Int J MS Care. 2024 Dec 23;26(Q4):363-369. doi: 10.7224/1537-2073.2024-012. eCollection 2024 Oct.

Abstract

Background: Fatigue: Take Control (FTC) is a multimodal self-management program. Results of a previous clinical trial showed its effectiveness at improving fatigue related to multiple sclerosis (MS). The objectives of this study were to use the very long-term data from the FTC study to understand fatigue management strategies used 5 years after enrollment, identify facilitators and barriers to utilizing strategies, and explore the potential relationships between the strategy used and fatigue outcomes.

Methods: This study adopted a cross-sectional survey design. A subset of the original FTC clinical trial participants was invited to complete the Modified Fatigue Impact Scale for fatigue severity measurement and a 17-item questionnaire about their fatigue management strategies 5 years after enrollment. Descriptive statistics and content analysis were used to analyze quantitative and qualitative data using the COM-B (capability, opportunity, motivation-behavior) model for behavior change as a framework.

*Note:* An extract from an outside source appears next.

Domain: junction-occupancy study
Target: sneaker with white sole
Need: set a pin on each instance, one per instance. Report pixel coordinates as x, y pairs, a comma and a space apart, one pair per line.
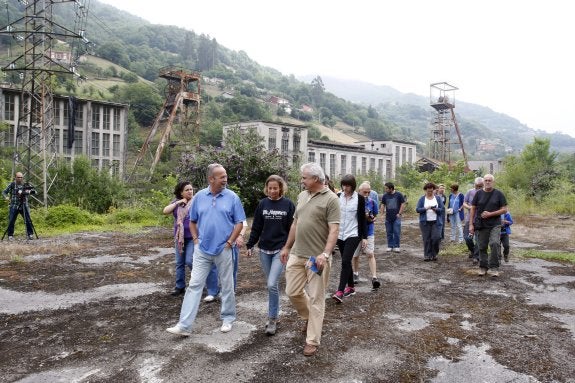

Results: Planning daily activities and prioritizing tasks were the fatigue management strategies most often reported. Facilitators to utilizing management strategies included access to enabling devices, paid professional help, companions, and maintaining a positive attitude. Barriers to implementing strategies included high cost, the presence of other health problems, and temperature sensitivity. Internal focused strategies showed a trend toward reducing fatigue impact when controlled for typology group assignment.

Conclusions: Future work may focus on promoting low-cost strategies to help people with MS manage fatigue. Internal factors (eg, motivation) play an important role in influencing the application of MS fatigue self-management strategies. Future clinical trials with larger sample sizes that assess the applicability of the COM-B model are warranted.

Keywords: fatigue; mixed methods; rehabilitation; symptomatic treatment.